As language and music seems to be neurologically so intertwined, it would be reasonable to start looking in archaeological records for changes in these parts of the brain of early Homo to assess when did they achieve the structure and size as they exist in modern humans. That point in time would probably also give us the answer to the original question about the age of human music. The earliest changes in the areas responsible for language and music appeared at about two million years ago, where additionally to the general increase of the brain, major rearrangements were observable in the frontal lobes of early Homo (Homo rudolfensis). Changes in these parts of the brain seemed to continue up until several hundreds of thousands of years ago, when early Homo sapiens from that period despite having modern brain size, still did not appear to have fully modern prefrontal cortex and cerebellum, which both are utilized for language and music. At this point it seems reasonable to believe that “modern” music and language then must have developed sometime after the aforementioned period, but earlier than 40000 years ago, making both of them a relatively new development despite their very long evolution.
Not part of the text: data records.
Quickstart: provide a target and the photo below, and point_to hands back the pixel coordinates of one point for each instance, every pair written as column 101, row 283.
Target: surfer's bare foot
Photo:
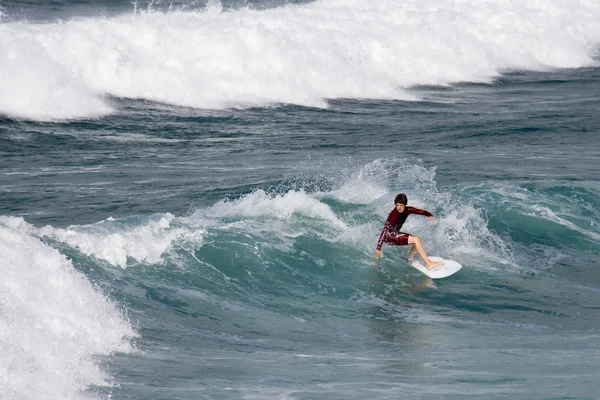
column 434, row 264
column 411, row 254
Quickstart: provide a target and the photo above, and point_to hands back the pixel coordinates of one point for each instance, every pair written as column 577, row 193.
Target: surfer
column 392, row 235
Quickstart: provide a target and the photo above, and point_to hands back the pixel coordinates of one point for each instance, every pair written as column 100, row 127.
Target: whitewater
column 297, row 54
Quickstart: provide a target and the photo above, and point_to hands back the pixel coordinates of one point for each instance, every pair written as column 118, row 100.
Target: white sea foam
column 115, row 242
column 301, row 54
column 52, row 321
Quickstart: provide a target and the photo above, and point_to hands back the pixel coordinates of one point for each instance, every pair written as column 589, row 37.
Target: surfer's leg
column 418, row 244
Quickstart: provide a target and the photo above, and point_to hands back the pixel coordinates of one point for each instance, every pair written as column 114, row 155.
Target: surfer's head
column 400, row 202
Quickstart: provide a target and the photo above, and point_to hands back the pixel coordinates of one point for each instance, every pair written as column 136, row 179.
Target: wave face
column 298, row 54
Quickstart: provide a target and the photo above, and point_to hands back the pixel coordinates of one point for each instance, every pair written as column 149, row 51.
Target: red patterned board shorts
column 397, row 239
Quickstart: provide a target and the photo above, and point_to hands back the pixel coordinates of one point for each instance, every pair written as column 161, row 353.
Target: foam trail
column 281, row 206
column 117, row 241
column 294, row 54
column 53, row 321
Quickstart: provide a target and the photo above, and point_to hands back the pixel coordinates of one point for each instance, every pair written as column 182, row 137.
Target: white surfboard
column 448, row 268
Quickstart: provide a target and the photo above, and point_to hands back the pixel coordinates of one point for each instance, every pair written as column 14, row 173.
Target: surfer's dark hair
column 401, row 198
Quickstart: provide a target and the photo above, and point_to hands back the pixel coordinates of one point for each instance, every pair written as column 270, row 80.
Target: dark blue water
column 191, row 197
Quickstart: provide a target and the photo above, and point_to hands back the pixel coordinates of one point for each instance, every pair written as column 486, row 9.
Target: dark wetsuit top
column 391, row 230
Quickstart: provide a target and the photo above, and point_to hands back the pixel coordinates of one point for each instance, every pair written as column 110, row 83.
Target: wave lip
column 53, row 321
column 300, row 55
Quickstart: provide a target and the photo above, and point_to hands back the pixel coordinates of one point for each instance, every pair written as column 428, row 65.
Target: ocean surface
column 191, row 193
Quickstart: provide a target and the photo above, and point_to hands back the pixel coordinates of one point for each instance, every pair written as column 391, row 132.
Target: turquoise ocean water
column 191, row 194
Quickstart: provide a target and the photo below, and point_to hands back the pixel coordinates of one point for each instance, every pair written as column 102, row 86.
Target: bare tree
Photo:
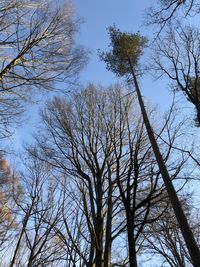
column 164, row 239
column 35, row 241
column 164, row 11
column 123, row 61
column 178, row 57
column 97, row 140
column 37, row 51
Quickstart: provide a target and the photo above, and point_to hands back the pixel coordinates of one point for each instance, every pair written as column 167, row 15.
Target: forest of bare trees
column 105, row 180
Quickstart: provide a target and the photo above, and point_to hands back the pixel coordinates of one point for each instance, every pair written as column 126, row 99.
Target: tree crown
column 125, row 53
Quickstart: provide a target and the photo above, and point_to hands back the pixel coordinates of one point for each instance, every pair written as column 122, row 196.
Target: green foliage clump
column 125, row 53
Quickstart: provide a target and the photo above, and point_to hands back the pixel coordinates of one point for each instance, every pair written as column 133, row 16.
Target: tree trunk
column 131, row 242
column 179, row 213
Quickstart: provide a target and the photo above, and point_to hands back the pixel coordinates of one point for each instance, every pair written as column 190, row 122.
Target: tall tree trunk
column 108, row 242
column 131, row 242
column 179, row 213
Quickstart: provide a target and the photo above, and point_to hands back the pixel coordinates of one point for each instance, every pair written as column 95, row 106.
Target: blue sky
column 128, row 15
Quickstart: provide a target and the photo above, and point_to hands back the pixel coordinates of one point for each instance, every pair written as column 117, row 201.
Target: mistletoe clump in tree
column 123, row 60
Unfortunately, despite all effort, giving a more precise time period for the development of human music does not seem to be possible at this point, unless some new archaeological evidence emerges either in a form of instruments or skulls sometime in the future. Until this happens, the only thing one can do is to contemplate why something (with today’s standards) as trivial as music and language took so much time to develop? One possible short answer to this question is because our perception of language and music is simply obscured by our own knowledge of them, and thus we cannot anymore see the complexity and hardship of the task needed to compose a sentence or musical piece. However interesting this discussion may be, it is outside the scope of this manuscript, but interested readers are welcome to read another post of mine titled “Language learning and the things it teaches – Part 1: Perception (or why native speakers don’t see the obvious…)”, which partially covers this topic. Until then, thanks for reading!
P.S.: During the writing of this manuscript, the book “The Origins of Music” by Nils L. Wallin was of great help, so any interested reader is encouraged to read it for a much more comprehensive discussion of the topic!